Re: [PATCH v3 5/5] doc: add technical design doc for large object promisors

Junio C Hamano <gitster@xxxxxxxxx> · Mon, 27 Jan 2025 10:02:18 -0800

Christian Couder <christian.couder@xxxxxxxxx> writes:

>> > +In other words, the goal of this document is not to talk about all the
>> > +possible ways to optimize how Git could handle large blobs, but to
>> > +describe how a LOP based solution could work well and alleviate a
>> > +number of current issues in the context of Git clients and servers
>> > +sharing Git objects.
>>
>> But if you do not discuss even a single way, and handwave "we'll
>> have this magical object storage that would solve all the problems
>> for us", then we cannot really tell if the problem is solved by us,
>> or by handwaved away by assuming the magical object storage.
>> We'd need at least one working example.
>
> It's not magical object storage.
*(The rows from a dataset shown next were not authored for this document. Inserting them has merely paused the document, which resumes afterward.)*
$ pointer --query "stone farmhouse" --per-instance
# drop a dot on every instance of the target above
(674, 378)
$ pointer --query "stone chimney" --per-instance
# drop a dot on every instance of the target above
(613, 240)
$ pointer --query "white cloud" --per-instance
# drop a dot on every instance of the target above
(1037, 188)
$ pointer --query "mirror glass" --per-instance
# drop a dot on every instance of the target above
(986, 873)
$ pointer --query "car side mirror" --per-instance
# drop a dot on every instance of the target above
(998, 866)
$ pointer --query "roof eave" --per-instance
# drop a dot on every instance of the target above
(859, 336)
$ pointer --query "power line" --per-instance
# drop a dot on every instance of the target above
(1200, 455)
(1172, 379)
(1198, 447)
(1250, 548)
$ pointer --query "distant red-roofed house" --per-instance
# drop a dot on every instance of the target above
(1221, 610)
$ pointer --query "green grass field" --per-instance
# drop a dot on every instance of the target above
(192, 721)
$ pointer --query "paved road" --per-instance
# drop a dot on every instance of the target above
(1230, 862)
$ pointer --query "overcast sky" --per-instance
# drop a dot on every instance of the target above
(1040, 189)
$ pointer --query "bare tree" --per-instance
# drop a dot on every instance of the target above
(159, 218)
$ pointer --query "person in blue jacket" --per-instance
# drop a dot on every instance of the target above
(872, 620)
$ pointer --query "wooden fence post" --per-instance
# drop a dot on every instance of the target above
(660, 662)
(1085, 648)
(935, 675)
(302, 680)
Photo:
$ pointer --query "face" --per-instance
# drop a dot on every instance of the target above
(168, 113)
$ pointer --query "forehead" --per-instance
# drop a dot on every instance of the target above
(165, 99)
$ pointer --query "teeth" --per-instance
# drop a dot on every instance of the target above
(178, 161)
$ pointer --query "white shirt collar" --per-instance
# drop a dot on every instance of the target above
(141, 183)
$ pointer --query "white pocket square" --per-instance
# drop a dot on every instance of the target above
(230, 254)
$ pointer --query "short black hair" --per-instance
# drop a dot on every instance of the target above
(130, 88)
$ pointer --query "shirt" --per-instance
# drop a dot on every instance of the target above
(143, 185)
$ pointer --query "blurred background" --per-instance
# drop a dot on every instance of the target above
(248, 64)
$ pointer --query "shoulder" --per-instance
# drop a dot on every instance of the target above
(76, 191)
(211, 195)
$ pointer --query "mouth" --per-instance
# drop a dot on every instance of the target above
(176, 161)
Amazon S3, GCP Bucket and MinIO
> (which is open source), for example, already exist and are used a lot
> in the industry.

That's just "we can store bunch of bytes and ask them to be
retrieved".  What I said about handwaving the presence of magical
"object storage" is exactly the "optimize how to handle large blobs"
part.  I agree that we do not need to discuss _ALL_ the possible
ways.  But without telling what our thoughts on _how_ to use these
"lower cost and safe by duplication but with high latency" services
to store our objects efficiently enough to make it practical, I'd
have to call what we see in the document "magical object storage".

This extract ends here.